Western experts keep repeating the mantra that Russia shares the West’s interest in keeping the Iranians from getting the bomb, and it is true that such an interest exists. But that interest may not be as important as Westerners like to think it is. Russia has a much greater interest in reducing American power and prestige, and forcing Obama into a corner on Iran could look very attractive to the Kremlin.

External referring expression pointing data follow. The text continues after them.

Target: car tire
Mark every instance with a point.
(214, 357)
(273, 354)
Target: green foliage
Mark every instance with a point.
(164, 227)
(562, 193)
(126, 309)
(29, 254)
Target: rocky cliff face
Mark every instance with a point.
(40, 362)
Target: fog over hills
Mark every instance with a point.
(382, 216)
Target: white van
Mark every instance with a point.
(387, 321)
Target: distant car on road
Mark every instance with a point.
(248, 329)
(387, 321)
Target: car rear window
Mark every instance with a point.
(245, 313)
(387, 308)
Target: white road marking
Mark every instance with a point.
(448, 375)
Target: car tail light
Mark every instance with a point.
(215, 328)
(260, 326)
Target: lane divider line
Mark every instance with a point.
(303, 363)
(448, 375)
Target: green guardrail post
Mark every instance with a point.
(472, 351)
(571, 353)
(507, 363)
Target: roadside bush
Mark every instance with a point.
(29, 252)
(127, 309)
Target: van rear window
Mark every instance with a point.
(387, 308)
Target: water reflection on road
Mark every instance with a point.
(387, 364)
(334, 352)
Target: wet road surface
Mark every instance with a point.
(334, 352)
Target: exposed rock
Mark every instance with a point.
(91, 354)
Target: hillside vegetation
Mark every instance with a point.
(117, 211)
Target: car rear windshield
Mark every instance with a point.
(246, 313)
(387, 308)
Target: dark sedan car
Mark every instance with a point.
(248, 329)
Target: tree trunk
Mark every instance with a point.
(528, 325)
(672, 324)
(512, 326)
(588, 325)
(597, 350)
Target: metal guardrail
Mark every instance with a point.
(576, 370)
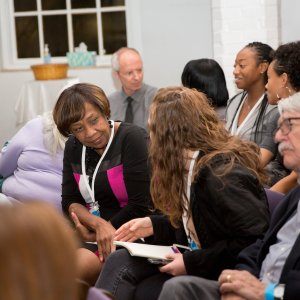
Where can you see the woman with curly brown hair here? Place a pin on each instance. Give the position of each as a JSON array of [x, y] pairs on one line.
[[209, 186]]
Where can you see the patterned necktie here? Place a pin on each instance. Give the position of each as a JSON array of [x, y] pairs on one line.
[[129, 112]]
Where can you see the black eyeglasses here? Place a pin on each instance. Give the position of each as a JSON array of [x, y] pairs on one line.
[[286, 126]]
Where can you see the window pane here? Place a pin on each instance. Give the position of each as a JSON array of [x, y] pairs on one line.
[[55, 34], [53, 4], [27, 37], [85, 30], [105, 3], [83, 4], [28, 5], [114, 31]]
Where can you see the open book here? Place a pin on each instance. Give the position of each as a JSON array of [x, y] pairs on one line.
[[150, 251]]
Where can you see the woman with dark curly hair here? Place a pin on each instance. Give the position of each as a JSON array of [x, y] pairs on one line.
[[249, 114], [284, 82], [209, 186], [206, 76]]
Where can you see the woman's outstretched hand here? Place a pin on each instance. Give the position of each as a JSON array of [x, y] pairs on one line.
[[134, 229]]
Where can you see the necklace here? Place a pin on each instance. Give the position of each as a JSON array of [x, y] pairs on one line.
[[247, 105]]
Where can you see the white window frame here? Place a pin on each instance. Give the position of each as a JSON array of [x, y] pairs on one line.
[[9, 45]]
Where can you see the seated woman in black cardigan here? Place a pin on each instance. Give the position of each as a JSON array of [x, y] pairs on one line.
[[209, 186]]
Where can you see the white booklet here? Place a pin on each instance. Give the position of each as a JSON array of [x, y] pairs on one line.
[[149, 251]]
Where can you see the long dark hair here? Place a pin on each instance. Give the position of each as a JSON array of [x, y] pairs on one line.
[[287, 60], [181, 119], [206, 76]]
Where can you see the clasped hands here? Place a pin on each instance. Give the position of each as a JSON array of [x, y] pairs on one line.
[[240, 285], [141, 228]]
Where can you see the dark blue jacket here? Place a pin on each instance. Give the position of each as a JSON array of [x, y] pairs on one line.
[[251, 258]]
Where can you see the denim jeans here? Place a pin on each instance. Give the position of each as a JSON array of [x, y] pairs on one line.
[[122, 275]]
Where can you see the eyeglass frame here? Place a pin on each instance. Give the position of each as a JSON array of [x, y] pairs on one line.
[[286, 122]]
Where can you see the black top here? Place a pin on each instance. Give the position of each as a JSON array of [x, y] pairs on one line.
[[122, 181], [228, 214]]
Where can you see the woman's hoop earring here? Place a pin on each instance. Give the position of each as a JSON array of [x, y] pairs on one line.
[[289, 90]]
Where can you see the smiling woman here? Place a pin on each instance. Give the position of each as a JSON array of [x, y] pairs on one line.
[[105, 173], [250, 114]]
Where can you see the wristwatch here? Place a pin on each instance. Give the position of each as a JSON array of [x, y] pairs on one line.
[[279, 291]]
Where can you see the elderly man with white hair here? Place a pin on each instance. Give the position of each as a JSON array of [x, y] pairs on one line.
[[270, 268], [131, 103]]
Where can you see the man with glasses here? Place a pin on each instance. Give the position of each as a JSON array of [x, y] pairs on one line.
[[131, 104], [270, 268]]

After all, if Russia did manage to stop the talks dead, the result wouldn’t automatically be an Iranian bomb. The first result would be to put Obama into the horrible, no-win situation he has spent his whole presidency working hard to avoid: where his only two choices are military action against Iran and accepting an Iranian nuclear weapon. If (as the White House has continually insisted that he would) he goes for force, the United States gets involved in another Middle Eastern war, and Russia enjoys a huge financial windfall as oil prices skyrocket and a propaganda windfall as the United States (without a UN mandate, which Russia would take care to block) takes on yet another preventative war in a Middle Eastern country.
Or, alternatively, the United States endures its most humiliating and devastating foreign policy defeat in decades, leaving its prestige in tatters and its global alliance system fundamentally weakened as yet another of President Obama’s red lines, this one much brighter and deeper than the one in Syria, gets crossed—with impunity.

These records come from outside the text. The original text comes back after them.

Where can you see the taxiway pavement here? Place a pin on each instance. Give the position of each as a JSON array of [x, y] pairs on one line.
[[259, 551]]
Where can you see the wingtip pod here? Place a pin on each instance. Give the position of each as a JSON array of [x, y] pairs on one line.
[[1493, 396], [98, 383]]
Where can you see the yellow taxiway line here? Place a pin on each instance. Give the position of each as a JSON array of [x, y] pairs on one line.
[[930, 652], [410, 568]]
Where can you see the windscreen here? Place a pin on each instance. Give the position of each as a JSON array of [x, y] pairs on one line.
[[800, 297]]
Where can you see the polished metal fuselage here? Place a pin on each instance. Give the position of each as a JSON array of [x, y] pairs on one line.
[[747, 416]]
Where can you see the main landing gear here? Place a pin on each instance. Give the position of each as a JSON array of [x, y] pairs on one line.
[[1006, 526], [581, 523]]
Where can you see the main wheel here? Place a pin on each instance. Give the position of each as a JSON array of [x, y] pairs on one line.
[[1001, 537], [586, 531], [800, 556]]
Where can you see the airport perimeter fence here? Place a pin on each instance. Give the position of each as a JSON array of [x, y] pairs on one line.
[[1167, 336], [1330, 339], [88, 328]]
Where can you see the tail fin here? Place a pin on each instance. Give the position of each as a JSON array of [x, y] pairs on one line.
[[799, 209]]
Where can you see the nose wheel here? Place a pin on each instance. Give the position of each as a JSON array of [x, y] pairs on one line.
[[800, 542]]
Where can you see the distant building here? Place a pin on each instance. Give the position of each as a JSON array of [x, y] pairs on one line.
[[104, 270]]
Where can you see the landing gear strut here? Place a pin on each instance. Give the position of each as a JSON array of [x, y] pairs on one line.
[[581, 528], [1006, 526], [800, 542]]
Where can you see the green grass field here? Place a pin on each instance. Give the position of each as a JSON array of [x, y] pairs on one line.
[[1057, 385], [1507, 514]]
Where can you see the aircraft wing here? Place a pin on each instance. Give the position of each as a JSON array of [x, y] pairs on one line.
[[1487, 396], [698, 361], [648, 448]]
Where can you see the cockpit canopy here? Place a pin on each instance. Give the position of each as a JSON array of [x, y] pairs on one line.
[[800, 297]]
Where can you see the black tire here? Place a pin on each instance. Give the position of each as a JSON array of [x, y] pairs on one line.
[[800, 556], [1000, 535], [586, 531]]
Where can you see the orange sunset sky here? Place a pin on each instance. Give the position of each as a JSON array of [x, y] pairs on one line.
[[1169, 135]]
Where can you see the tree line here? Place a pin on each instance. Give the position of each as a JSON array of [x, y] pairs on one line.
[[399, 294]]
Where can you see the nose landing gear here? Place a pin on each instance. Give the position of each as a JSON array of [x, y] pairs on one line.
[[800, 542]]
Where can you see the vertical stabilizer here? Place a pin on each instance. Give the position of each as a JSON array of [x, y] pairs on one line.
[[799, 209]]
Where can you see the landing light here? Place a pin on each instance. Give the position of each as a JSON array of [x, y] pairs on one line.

Either way, a rational Russian might see gains that would offset the consequences of an Iranian nuclear weapon—and, again, Russia’s core strategic goal is to weaken and damage American power as a necessary step in overturning a post-Cold War order that Putin and his associates hate.

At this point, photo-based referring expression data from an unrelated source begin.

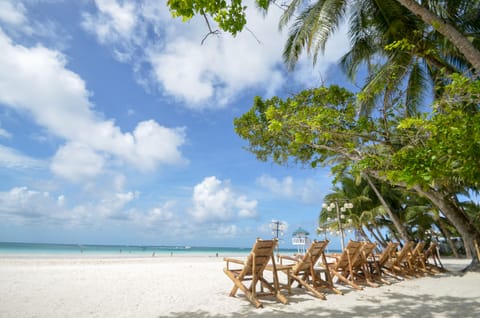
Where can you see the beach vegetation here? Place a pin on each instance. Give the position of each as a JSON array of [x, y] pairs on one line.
[[387, 135]]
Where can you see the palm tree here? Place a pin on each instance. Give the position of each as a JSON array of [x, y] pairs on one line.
[[316, 22]]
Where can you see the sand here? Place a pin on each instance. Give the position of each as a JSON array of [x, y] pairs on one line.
[[184, 286]]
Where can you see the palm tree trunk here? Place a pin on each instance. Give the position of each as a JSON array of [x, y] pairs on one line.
[[447, 30], [396, 221], [459, 219], [446, 233]]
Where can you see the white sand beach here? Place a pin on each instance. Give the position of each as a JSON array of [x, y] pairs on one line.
[[186, 286]]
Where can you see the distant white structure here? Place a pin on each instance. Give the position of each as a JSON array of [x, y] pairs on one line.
[[301, 240]]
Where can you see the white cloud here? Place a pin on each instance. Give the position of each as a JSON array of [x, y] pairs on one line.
[[214, 200], [10, 158], [204, 76], [22, 204], [77, 162], [58, 100], [169, 53], [307, 191], [113, 22]]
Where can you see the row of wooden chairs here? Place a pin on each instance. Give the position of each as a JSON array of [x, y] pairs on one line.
[[356, 266]]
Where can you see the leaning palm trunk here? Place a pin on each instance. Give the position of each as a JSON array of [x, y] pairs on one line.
[[396, 221], [459, 219], [447, 235]]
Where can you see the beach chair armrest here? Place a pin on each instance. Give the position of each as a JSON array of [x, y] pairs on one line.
[[234, 260], [290, 258]]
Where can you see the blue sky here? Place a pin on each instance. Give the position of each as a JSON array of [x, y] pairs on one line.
[[116, 126]]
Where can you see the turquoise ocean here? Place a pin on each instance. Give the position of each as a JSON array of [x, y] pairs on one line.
[[72, 250]]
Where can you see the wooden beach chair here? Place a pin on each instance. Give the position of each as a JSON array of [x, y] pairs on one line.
[[431, 259], [415, 260], [361, 270], [303, 270], [398, 265], [252, 269], [378, 265], [343, 268]]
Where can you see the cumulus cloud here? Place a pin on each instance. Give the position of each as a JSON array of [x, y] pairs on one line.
[[113, 21], [169, 53], [58, 100], [204, 76], [77, 162], [307, 191], [22, 204], [214, 200], [11, 158]]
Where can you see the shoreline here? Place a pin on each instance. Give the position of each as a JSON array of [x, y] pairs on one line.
[[182, 286]]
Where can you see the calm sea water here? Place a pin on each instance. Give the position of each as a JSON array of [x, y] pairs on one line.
[[37, 249]]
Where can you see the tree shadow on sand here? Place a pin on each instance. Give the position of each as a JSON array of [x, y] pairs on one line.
[[399, 305]]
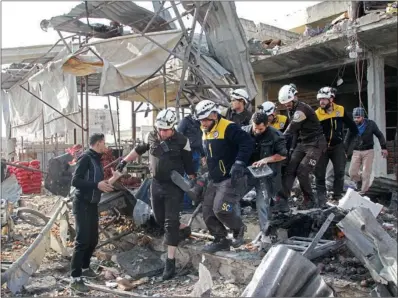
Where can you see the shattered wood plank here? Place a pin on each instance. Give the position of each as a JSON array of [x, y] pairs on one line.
[[110, 291]]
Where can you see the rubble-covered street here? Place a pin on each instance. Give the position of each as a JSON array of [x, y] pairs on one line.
[[340, 269]]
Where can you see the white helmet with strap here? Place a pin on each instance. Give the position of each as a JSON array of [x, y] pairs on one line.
[[240, 94], [204, 108], [268, 108], [287, 93], [326, 92], [166, 119]]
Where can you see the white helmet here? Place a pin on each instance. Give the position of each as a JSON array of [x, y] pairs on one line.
[[240, 94], [326, 92], [204, 108], [166, 119], [268, 108], [287, 94]]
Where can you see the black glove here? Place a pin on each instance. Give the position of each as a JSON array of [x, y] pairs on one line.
[[121, 165], [237, 171]]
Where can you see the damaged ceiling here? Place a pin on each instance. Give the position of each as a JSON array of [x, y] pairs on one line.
[[328, 50], [121, 12]]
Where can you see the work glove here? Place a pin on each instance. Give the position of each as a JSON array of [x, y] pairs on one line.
[[121, 165], [238, 170]]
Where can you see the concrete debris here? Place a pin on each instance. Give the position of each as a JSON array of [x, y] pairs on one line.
[[352, 199], [286, 273], [140, 262], [203, 286], [371, 244]]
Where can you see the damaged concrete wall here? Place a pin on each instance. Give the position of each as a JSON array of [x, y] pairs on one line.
[[263, 32], [227, 41]]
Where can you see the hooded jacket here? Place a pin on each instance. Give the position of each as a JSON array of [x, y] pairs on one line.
[[88, 173]]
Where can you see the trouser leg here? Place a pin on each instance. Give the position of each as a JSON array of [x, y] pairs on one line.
[[355, 165], [367, 157], [215, 226], [320, 176], [263, 198], [82, 240], [224, 207], [338, 157], [291, 171], [93, 222], [313, 152], [172, 203]]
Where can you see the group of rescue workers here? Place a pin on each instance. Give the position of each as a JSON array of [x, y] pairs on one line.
[[293, 147]]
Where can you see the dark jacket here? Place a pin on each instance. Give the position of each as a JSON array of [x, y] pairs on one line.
[[365, 141], [269, 143], [241, 119], [165, 156], [304, 123], [88, 173], [223, 145], [190, 128], [332, 124]]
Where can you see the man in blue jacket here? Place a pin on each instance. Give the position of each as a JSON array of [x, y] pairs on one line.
[[228, 149], [88, 181]]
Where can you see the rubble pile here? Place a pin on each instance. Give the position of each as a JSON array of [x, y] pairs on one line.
[[29, 181]]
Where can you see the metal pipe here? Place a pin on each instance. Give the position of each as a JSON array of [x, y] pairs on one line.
[[50, 106], [154, 16], [118, 120], [87, 113], [113, 125], [24, 258], [186, 59], [44, 140], [201, 32], [133, 122], [147, 100], [63, 40], [164, 87]]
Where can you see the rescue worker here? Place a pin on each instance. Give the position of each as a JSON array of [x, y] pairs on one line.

It’s not clear exactly how much of a spoiler Russia could be in these talks, but the West may still be underestimating Russia’s determination to strike at American power and prestige when the opportunity arises. Typically, Putin looks for places where the West has made large rhetorical claims that its leaders lack the will to enforce. Then he strikes hard, revealing how hollow their fine rhetoric is as their weak responses unfold. The Iranian case, where the U.S. negotiating position fundamentally rests on the threat of force if all else fails, may, Putin might calculate, be just another case of White House bluff. Working to make sure that bluff is called would be an immensely satisfying foreign policy coup for the Kremlin.